The dredge turns toward open water. Cables whine; the crane sags. The bucket descends, splashes, sinks. For an instant, movement stops. Then cables winch, bucket surfaces, dredge swings. With a creak, a groan, even a boom, on occasion, the clamshell opens, and 15 cubic yards of muck pour scow-ward. Forty-one seconds, give or take. Repeat.
The dredging operation does not thrill. Even its admirers recognize this.
“There’s not a whole lot to say about it,” said Pierce. From Steve Mansur, grading his retirement hobbies: “I wouldn’t say watching the dredge ranks real high.”
But thrills are not the point. From Judy to Steve: “It does rank high!”
Gary Gula, a New London, Conn., resident who heard about the spectacle from a friend at Massasoit Hills Trailer Park, called the operation “amazing.”
“It’s just fascinating,” said Pat Behan, of Yarmouth, a first-time dredge-watcher. “Such an enormous piece of equipment. And to know what a difference it’ll make.”
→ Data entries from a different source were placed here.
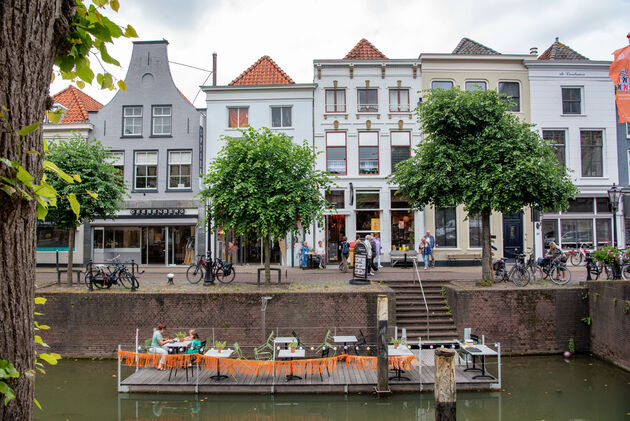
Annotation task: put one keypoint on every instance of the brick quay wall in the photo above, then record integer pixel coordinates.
(524, 320)
(609, 309)
(92, 324)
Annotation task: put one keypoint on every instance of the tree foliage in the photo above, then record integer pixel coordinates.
(263, 184)
(477, 154)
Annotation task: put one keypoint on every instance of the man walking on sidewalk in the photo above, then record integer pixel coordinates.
(431, 240)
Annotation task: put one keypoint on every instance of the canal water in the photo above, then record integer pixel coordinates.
(534, 388)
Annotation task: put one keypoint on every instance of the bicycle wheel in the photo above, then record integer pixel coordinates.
(194, 273)
(576, 259)
(557, 273)
(225, 276)
(519, 276)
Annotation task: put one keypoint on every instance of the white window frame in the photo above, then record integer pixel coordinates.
(133, 118)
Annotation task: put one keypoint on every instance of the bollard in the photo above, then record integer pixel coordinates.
(381, 347)
(445, 409)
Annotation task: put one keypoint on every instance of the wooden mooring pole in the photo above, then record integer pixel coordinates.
(445, 385)
(382, 386)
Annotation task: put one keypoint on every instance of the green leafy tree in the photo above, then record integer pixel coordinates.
(99, 193)
(262, 185)
(477, 154)
(34, 35)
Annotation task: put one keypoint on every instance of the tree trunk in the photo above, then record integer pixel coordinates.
(71, 235)
(267, 251)
(32, 33)
(486, 241)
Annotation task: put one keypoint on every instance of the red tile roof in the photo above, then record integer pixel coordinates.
(364, 50)
(77, 103)
(264, 72)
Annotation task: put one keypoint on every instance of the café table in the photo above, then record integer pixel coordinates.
(287, 354)
(401, 351)
(225, 353)
(345, 340)
(478, 350)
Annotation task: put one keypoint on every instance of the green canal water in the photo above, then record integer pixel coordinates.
(534, 388)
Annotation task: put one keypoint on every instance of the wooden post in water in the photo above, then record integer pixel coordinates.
(445, 385)
(381, 346)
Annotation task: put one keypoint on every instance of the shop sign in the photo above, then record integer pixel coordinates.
(157, 212)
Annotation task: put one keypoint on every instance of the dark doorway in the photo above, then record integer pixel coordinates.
(512, 234)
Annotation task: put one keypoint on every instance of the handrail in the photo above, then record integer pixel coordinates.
(415, 265)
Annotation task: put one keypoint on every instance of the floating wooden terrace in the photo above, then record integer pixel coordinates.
(342, 380)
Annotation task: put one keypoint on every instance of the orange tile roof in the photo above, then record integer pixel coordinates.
(364, 50)
(78, 104)
(264, 72)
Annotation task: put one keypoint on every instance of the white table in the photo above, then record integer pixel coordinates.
(479, 350)
(225, 353)
(286, 353)
(345, 340)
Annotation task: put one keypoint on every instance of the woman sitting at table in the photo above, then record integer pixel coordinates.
(195, 347)
(158, 344)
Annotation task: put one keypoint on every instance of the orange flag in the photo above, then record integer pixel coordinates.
(620, 75)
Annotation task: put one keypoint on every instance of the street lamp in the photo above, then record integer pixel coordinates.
(614, 194)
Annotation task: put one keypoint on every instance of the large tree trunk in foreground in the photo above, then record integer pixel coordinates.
(32, 33)
(486, 252)
(71, 235)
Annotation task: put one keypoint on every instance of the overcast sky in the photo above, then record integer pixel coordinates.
(294, 32)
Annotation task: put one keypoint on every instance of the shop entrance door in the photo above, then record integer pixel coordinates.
(335, 231)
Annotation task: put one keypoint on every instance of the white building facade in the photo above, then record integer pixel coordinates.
(573, 106)
(364, 125)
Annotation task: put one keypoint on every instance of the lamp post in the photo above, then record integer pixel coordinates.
(614, 194)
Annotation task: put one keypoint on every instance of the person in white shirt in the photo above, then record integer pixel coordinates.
(321, 254)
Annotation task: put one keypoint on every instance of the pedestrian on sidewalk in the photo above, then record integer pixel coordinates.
(344, 247)
(431, 241)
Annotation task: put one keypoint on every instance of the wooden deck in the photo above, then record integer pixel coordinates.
(343, 380)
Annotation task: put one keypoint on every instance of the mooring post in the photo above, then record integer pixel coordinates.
(381, 346)
(445, 385)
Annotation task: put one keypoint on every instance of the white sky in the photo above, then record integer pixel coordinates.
(294, 32)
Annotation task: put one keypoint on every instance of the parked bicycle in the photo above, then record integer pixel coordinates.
(579, 254)
(224, 272)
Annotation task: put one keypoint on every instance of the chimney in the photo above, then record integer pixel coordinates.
(214, 69)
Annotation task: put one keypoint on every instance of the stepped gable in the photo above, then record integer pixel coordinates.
(77, 103)
(469, 47)
(264, 72)
(560, 51)
(364, 50)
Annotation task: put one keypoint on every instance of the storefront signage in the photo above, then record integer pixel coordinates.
(158, 212)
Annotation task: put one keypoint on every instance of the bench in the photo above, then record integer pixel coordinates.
(452, 257)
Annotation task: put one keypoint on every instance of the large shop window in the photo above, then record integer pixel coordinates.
(592, 159)
(368, 100)
(179, 163)
(401, 147)
(368, 215)
(238, 117)
(146, 170)
(132, 121)
(336, 152)
(51, 237)
(368, 152)
(446, 227)
(399, 100)
(335, 100)
(557, 138)
(474, 231)
(161, 121)
(512, 90)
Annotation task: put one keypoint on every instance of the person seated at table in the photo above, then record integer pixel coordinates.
(195, 347)
(321, 254)
(158, 344)
(304, 254)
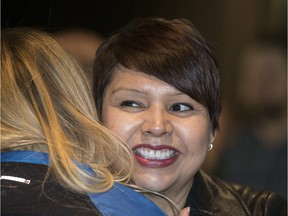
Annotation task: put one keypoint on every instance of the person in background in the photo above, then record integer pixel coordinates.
(256, 153)
(157, 86)
(56, 159)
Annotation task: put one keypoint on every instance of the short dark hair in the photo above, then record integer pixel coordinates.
(171, 50)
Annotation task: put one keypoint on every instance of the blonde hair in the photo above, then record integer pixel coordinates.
(47, 106)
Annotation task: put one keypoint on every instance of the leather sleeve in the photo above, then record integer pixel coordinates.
(262, 203)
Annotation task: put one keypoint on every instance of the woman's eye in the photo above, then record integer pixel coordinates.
(130, 104)
(181, 107)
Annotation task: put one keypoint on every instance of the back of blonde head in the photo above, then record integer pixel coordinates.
(47, 106)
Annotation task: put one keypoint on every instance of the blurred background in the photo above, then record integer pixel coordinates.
(250, 40)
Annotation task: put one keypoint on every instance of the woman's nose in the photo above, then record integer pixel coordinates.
(156, 122)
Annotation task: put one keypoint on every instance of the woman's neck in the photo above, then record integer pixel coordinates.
(171, 203)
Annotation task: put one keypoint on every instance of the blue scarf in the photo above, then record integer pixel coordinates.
(119, 200)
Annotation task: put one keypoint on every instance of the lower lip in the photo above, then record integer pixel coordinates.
(152, 163)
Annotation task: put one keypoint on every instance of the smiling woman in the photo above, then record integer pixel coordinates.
(157, 86)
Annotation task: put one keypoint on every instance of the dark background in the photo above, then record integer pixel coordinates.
(227, 24)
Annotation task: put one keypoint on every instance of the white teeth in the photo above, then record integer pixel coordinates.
(155, 154)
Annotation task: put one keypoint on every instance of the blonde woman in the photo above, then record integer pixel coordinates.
(56, 158)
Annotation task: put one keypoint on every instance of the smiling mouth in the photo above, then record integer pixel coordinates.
(154, 154)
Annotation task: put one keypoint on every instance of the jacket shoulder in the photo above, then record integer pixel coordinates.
(269, 203)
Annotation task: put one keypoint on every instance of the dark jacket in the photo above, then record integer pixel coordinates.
(212, 196)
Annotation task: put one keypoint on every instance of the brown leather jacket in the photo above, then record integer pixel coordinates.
(212, 196)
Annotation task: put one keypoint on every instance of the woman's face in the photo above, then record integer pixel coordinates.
(168, 131)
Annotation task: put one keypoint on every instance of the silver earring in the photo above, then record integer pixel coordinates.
(210, 147)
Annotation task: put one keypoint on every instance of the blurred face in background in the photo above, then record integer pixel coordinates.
(263, 81)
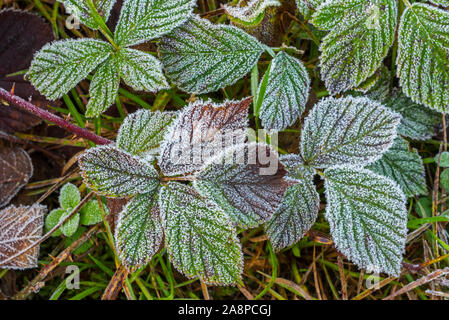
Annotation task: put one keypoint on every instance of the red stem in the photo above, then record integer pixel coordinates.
(43, 114)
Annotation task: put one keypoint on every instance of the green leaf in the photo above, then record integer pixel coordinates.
(59, 66)
(367, 217)
(103, 88)
(143, 131)
(139, 231)
(81, 10)
(200, 239)
(423, 50)
(361, 33)
(69, 196)
(403, 166)
(347, 132)
(202, 57)
(286, 93)
(141, 70)
(143, 20)
(115, 173)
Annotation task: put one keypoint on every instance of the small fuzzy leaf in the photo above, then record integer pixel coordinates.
(200, 57)
(59, 66)
(361, 33)
(141, 71)
(200, 239)
(139, 231)
(286, 93)
(404, 167)
(367, 217)
(347, 131)
(423, 51)
(143, 20)
(201, 130)
(115, 173)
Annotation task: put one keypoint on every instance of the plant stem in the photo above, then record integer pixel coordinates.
(43, 114)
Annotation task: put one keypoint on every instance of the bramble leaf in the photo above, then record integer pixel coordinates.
(367, 217)
(200, 57)
(139, 231)
(361, 33)
(200, 238)
(423, 51)
(350, 132)
(59, 66)
(143, 20)
(115, 173)
(286, 93)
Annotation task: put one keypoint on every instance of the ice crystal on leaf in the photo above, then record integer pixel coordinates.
(403, 166)
(200, 57)
(200, 238)
(361, 33)
(423, 51)
(349, 131)
(286, 93)
(367, 217)
(20, 227)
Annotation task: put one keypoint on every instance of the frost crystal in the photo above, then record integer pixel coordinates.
(116, 173)
(286, 93)
(200, 238)
(352, 132)
(423, 50)
(368, 218)
(202, 57)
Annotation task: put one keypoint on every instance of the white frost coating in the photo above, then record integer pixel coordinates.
(141, 70)
(403, 166)
(423, 51)
(349, 131)
(143, 131)
(202, 57)
(200, 131)
(143, 20)
(361, 33)
(59, 66)
(116, 173)
(139, 233)
(103, 88)
(19, 228)
(368, 218)
(200, 239)
(286, 93)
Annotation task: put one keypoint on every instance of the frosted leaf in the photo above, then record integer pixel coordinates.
(361, 33)
(59, 66)
(115, 173)
(367, 217)
(200, 238)
(246, 181)
(143, 130)
(201, 130)
(139, 231)
(403, 166)
(286, 93)
(69, 196)
(143, 20)
(347, 131)
(81, 10)
(200, 57)
(141, 70)
(250, 13)
(418, 122)
(16, 169)
(20, 227)
(422, 60)
(103, 88)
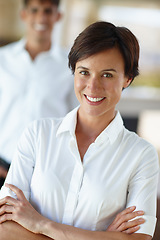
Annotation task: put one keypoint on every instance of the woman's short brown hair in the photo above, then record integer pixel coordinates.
(101, 36)
(54, 2)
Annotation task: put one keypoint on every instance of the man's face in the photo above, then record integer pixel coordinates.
(40, 18)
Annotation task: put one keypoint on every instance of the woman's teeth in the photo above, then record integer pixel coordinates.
(94, 99)
(39, 27)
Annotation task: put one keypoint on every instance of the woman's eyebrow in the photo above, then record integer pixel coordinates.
(109, 69)
(82, 67)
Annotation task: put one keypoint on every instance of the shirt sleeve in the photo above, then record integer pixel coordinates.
(22, 166)
(142, 191)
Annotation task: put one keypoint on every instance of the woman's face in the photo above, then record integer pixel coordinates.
(99, 80)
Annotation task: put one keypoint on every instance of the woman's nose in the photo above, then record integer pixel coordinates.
(94, 83)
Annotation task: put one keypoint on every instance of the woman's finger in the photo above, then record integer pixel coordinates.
(6, 209)
(17, 191)
(8, 200)
(130, 224)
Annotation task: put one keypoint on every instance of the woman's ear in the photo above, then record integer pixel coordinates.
(23, 14)
(127, 82)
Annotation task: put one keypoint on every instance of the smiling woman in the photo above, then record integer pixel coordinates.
(92, 172)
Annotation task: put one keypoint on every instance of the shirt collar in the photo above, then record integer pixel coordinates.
(111, 132)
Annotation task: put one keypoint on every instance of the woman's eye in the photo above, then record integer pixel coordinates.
(84, 73)
(107, 75)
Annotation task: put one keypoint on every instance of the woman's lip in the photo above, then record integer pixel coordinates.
(94, 99)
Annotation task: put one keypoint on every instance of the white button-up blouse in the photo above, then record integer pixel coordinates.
(118, 170)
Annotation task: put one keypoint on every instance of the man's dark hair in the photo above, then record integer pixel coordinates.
(54, 2)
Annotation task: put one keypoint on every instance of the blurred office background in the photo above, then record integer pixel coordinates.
(140, 103)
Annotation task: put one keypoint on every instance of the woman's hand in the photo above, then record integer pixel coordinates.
(123, 221)
(20, 211)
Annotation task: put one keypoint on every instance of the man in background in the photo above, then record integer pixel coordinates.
(35, 80)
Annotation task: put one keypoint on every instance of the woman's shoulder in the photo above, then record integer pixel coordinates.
(137, 143)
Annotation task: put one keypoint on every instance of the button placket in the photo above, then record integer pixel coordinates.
(75, 185)
(73, 194)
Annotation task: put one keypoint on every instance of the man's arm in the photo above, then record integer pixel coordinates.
(13, 231)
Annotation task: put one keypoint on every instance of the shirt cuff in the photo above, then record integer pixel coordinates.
(5, 191)
(149, 226)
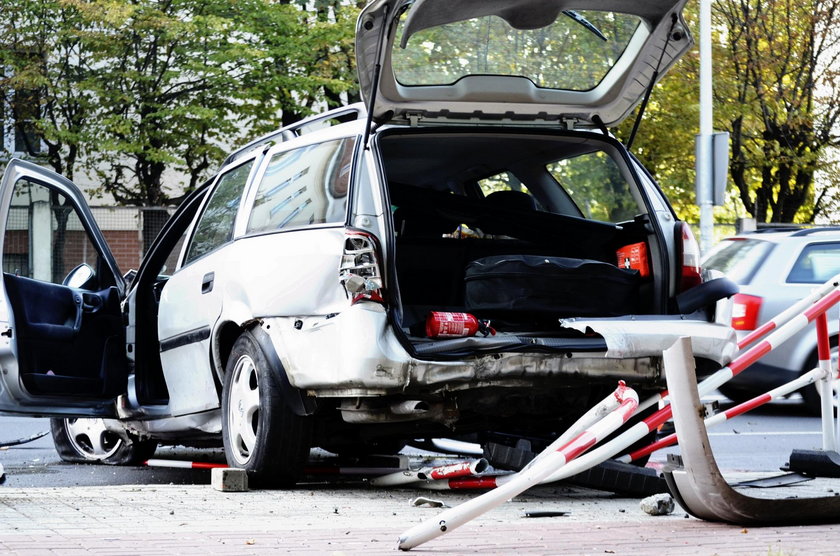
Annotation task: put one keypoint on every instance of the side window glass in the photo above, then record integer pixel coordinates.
(506, 181)
(816, 264)
(597, 186)
(304, 186)
(44, 237)
(215, 228)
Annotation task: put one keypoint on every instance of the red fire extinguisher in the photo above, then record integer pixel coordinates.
(440, 324)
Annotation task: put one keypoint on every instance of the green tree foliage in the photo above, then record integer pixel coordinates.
(134, 89)
(48, 96)
(777, 93)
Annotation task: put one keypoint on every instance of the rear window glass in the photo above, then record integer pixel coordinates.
(574, 52)
(817, 264)
(304, 186)
(597, 186)
(739, 259)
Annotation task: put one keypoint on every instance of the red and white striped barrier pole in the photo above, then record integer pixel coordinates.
(777, 393)
(825, 386)
(546, 464)
(183, 464)
(469, 483)
(648, 425)
(310, 470)
(790, 312)
(462, 469)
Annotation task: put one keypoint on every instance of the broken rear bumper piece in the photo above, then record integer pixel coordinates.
(699, 486)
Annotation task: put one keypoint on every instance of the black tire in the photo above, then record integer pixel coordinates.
(89, 441)
(261, 434)
(810, 396)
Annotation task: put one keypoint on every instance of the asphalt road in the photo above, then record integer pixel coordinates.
(758, 441)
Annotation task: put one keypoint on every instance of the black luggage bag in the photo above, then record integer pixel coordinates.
(508, 286)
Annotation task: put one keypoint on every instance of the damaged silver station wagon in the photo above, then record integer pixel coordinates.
(468, 254)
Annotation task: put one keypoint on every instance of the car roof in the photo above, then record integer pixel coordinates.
(778, 234)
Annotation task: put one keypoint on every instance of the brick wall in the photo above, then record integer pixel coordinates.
(126, 247)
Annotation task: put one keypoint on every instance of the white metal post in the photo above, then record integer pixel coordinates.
(703, 164)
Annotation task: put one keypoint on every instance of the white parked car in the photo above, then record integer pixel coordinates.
(295, 300)
(774, 268)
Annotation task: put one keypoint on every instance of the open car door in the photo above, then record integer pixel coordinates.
(62, 339)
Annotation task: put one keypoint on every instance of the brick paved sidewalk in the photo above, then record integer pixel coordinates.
(326, 520)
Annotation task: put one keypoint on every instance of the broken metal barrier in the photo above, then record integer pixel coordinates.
(812, 308)
(699, 486)
(775, 332)
(435, 474)
(620, 405)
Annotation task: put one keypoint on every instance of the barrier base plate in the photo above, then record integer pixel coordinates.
(816, 463)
“It’s entertainment,” said Ginie Page. “I watch it and I wonder how many quahogs are in there, how many little shellfish are in there. I wonder about how much muck is down there, about how many pounds they’re pulling up — I just sit here, and I wonder.”
And besides, said Page, it’s Wellfleet.
“We all come down and watch the osprey when they first come back,” she said. “We all come down and watch people pull their boats out. We all come down and take a stroll around the pier every so often. Of course we’re watching this.”